The Importance of Gummi Bear and Her Weight on Me with Producer Rebecca Shuhan Lou
Filmmakers are entertainers but can also be artists driven by purpose. They are much more than social barometers; they can be a compass for the people. Displaying stories in a manner that allows an audience to touch upon the emotions and experiences of those completely different from them (or the same), filmmakers can achieve something that almost no other group can, the transference of empathy. Producer Rebecca Shuhan Lou takes this charge seriously. An artist at heart, she exhibits the passion inherent in this title through her work in films like Gummi Bear. In spite of its sweet title, this film explores the difficulty of two young minority siblings in America. Though Rebecca may not be visible on the screen, the very DNA of her approach to the story is found in every facet of this award-winning production.

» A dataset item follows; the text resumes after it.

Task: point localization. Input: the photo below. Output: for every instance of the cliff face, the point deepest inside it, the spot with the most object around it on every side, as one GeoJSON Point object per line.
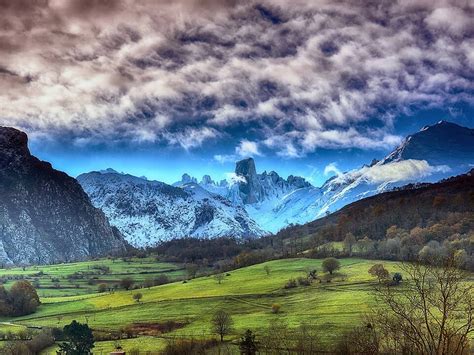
{"type": "Point", "coordinates": [45, 216]}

The work of a truly committed and exceptional producer is exhausting to say the least. Rebecca’s work on Gummi Bear began with the inception of the film and continued through virtually every aspect from scheduling, cast auditions, principal photography, and on to edits and screenings. One might wonder what type of person would take on such a completely enveloping vocation; the answer is Rebecca Shuhan Lou. Her approach checks all of the boxes: creative, highly detailed, staunch work ethic, but most important to her is giving a voice to a statement that needs to be made. This applies to the public “we” as much as a personal “I” for Rebecca. She refers to her own unrelenting adolescent fear that drove her to speak her mind and overcome the challenges of scoliosis; instilled by her own parents and ironically rooted in their love for her. This would unearth itself in her film project Her Weight on Me. As producer of the film Gummi Bear, Rebecca explored a more general social context. She communicates, “We live in a conflicting world where society has put a very high standard and competitive environment on raising a child with expensive education fees and extracurricular activities so much so that many families are financially concerned to raise a child. Whereas, on the other hand, young parents are struggling to provide for their children that they have no emotional capacity to be present with their children in their daily life. Lack of emotional capacity, anxiety and depression all masked by toxic masculinity passing on from one generation to the next.”
Gummi Bear is a tale of two siblings who come to the understanding of just how autonomous they are due to the systems of disempowerment created by cycles of toxic masculinity perpetuated via forces outside and inside of the Black community on a daily basis. An Official Selection of the Oscar-qualifying Run&Shoot Filmworks Martha’s Vineyard African American Film Festival (Dukes County, MA) and a number of US film festivals, Gummi Bear also received international recognition as an Official Selection of the Rapport Festival (London, UK) and Africa International Film Festival (Lagos, Nigeria), among others. Numerous awards vetted the exceptional skill of those behind the film including Best Cinematography and Best Editing at the Milestone Worldwide Film Festival (Battipaglia, Italy), Best short film and Best actor at Victory International Film Festival (Evansville, IN), and Best Editing at Aura View Film Fest (Battipaglia, Italy). The story is told through the eyes of brother and sister Terence and Teresa. The core of the story focuses on a cycle that their young father Jarrod hopes to break but seems almost destined to pass onto the next generation.
While the culture may be different in the film Her Weight on Me, the premise of parental influence is still dominant. The story centers around a Chinese-American teenager crumbling under her parents’ toxic love and traditional values, a downward spiral that also leads to her first taste of sexual freedom. A Nicholl Fellowship semi-finalist as well as a finalist in the BlueCat Screenplay Competition, Her Weight on Me is an examination of abusive manipulative relationships within the family unit which are often perpetrated in the name of love. It shows the struggle of Hanna and how her father [Joel], the epitome of patriarchy, seems to support women in changing their circumstances while at the same time installing a mental jail of shame and inferiority. Joel has gone one step further by recruiting Hanna’s mother into his patriarchal view and manipulating her insecurity to constantly make her fearful of Hanna’s future. Instead of empowering the women, he abuses his power to instil fear in them.
The intensity Rebecca feels as a filmmaker, producing and even co-writing Her Weight on Me, is undeniable when watching her films. Director/Writer-R.J. Dawson of Gummi Bear confirms, “The reason I teamed with Rebecca was because of the passion and intent she put into nurturing the relationships of the team around her. Her ideology about making a film being like a relationship and a family really drew me to her and it was that care that we were able to accomplish what we did with our film.” Whether she’s post on Chinese Social Media to build awareness of her films or deeply mired in the day to day of keeping her team on-point, Rebecca Shuhan Lou proves herself much more than a filmmaker who seeks public notoriety; she deeply wants to make a difference.